There's likely always a line somewhere where effort becomes way out of proportion compared to getting that last mile effort.

Arguably, if you only have a website, that won't work for anyone without access to the Internet. So then you should have a physical presence in each of those people's location, and arguably you shouldn't provide any improvements that give me more than physical presence does, so you should not have the website in the first place, since people without the Internet can't use it or you have to keep your website without any improvements over the physical office.

If you only have a website, arguably 2+ billion people currently wouldn't be able to access it.

And it seems odd to bring 150 mil people as an example, when the baseline should be at least 2+ billion with website only.
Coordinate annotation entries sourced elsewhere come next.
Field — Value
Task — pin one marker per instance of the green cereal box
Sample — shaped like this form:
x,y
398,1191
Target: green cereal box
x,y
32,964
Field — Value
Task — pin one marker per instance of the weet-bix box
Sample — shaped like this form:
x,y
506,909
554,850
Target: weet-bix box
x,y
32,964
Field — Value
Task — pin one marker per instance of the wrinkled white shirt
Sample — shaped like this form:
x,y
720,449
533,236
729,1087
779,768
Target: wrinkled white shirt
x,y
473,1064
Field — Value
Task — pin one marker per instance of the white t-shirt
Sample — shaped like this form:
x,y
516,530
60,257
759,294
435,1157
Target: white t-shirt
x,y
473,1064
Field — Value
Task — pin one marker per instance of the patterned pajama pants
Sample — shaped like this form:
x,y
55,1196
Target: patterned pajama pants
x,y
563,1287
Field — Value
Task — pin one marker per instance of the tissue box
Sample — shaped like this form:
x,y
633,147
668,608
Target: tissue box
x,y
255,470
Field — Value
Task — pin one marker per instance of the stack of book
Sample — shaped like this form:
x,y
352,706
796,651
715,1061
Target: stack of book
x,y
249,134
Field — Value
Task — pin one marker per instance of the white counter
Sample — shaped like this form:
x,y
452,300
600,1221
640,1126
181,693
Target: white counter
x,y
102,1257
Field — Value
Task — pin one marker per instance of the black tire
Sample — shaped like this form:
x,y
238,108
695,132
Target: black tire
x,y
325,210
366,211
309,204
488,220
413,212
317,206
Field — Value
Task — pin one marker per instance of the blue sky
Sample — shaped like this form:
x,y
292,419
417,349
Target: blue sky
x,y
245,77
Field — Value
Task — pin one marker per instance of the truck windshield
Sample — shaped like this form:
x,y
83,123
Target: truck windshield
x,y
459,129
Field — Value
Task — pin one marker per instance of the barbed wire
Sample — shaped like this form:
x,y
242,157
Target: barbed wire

Not using bleeding edge web "standards" is also hardly comparable to the office of having a physical presence in every locale though. Software developers seem to be uniquely good ad overvaluing small convenience gains for themselves compared to the pain inflicted by breaking compatibility multiplied by the set of affected users.

Most websites are glorified rich text or forms. And most of the rest should be that. This is even more true for the kinds of websites people need to use rather than some designers art experiments. They don't actually need all these fancy features except to make their developer's work slightly easier.

  • A lot of the time it's not software developers who define it and it's about the budget. Usually it's the product decision. E.g. an agency who has constant recurring experience with it might indicate that supporting N% browsers costs this much with cost increasing the higher the percentage. E.g. you want to use CSS flex you might get 97% to 99% of all World users, because there's going to be certain percentage for which it won't work. If you claim to support those old browsers you will need to test with them too and be able to easily spin up etc It's not just knowledge of what you can or can't use, it will be extra permutations of testing everything.

    • In my experience usually it's the software developers trying to push blame onto other people. Sometimes it's a total rewrite or a new product and you actually have to ask how far back to bother supporting (devs are still the ones who ask this). But most times when support is dropped from an existing product it's because a dev brought the question up first.